As he left the house, he saw Federica turn into the walkway that led to the front door. ‘Buon dì,’ he said as she drew closer.
Ignoring his greeting, she asked, ‘Have you seen my father?’ She looked behind Brunetti, as if she suspected him of hiding her father in the house.
‘No. Isn’t he at the boat?’
She shook her head. ‘He didn’t come down for coffee this morning, and when I went upstairs, he wasn’t in his room. I saw him in the morning yesterday, but not since then. He wasn’t at dinner.’ Then, after a pause, ‘And he didn’t sleep at home last night.’ She was puzzled, not worried, so it sounded to Brunetti as though it was not such an unusual event. This made sense, he supposed. Casati was still a very handsome man, his age impossible to judge, but his vigour evident. As though she’d read his mind, Federica added, ‘In the past, he’s always called when he wasn’t going to come home.’ Aware of this comic reversal of roles, she gave an embarrassed smile.
‘And the boat?’ Surely, Casati must have moved it to a safer place yesterday: no boat owner would ever have left one tied to a stone wall, fender or no fender, with a storm coming right at it.
‘There’s a small marina where a lot of us put our boats when there’s bad weather. But I haven’t had time to check.’
‘Where is it?’ Brunetti asked.
‘Come with me,’ she said, already moving back the way she had come.

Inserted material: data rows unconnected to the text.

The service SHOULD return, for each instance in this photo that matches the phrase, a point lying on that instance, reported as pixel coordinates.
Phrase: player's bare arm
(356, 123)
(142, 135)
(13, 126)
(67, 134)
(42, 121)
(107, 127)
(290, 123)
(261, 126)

He caught up with her and they walked along side by side, silent. They followed the pavement until, up ahead, Brunetti saw a large L-shaped cement molo sticking out into the water, boats docked at the inner sides. They studied the boats as they moved closer, but the familiar puparìn was not there. These boats floated in full tranquillity. Only one, its tarpaulin sagging in places under the weight of rainwater that had not been bailed from it, showed signs of the passing of the storm.
‘That’s very strange,’ Federica said, running her fingers through her unkempt hair. ‘A boat can’t disappear.’
‘Did he take it out yesterday?’ Brunetti asked.
‘I told him not to, not with a storm coming this way,’ she answered, trying to disguise her anger. Then her face relaxed. ‘But maybe he did and had to sleep in the boat because he couldn’t get back.’
It was when Brunetti heard her grasping at this straw that he began to worry. Didn’t Casati have a telefonino? The storm had stopped twelve hours before: surely a man as familiar with the laguna as Casati would have found his way home, even in the dark. Without thinking, he turned back towards the villa, the only place he could think of going. After a moment, Federica caught up and fell into step with him.
‘Do you have any idea where he might have gone?’ Brunetti asked.
Federica kept her eyes on the ground as they walked, although she must have been as familiar with the route as with the floors of her own home; then she slowed and stopped. She said, ‘My father …’ then paused and pulled her lower lip between her teeth. She cleared her throat to make it easier and said, ‘My father goes to see my mother every week, usually on Sunday.’
‘I see,’ Brunetti said in what he tried to make an encouraging voice.
‘He goes to talk to her, to tell her what’s happening and to ask her what she thinks.’ She looked at Brunetti, as if she were a student pausing during an exam to see how things were going.
Brunetti nodded.
‘He’s done it since she died, so I’m accustomed to it.’
Brunetti nodded again; he could remember his own mother doing the same.
‘So that’s probably where he went,’ she said.
She stood still and looked at him, and he saw that her sea-blue eyes had the same wrinkles at the corners that her father’s had. ‘That must be what he did.’ She looked away from Brunetti and across the water towards Treporti.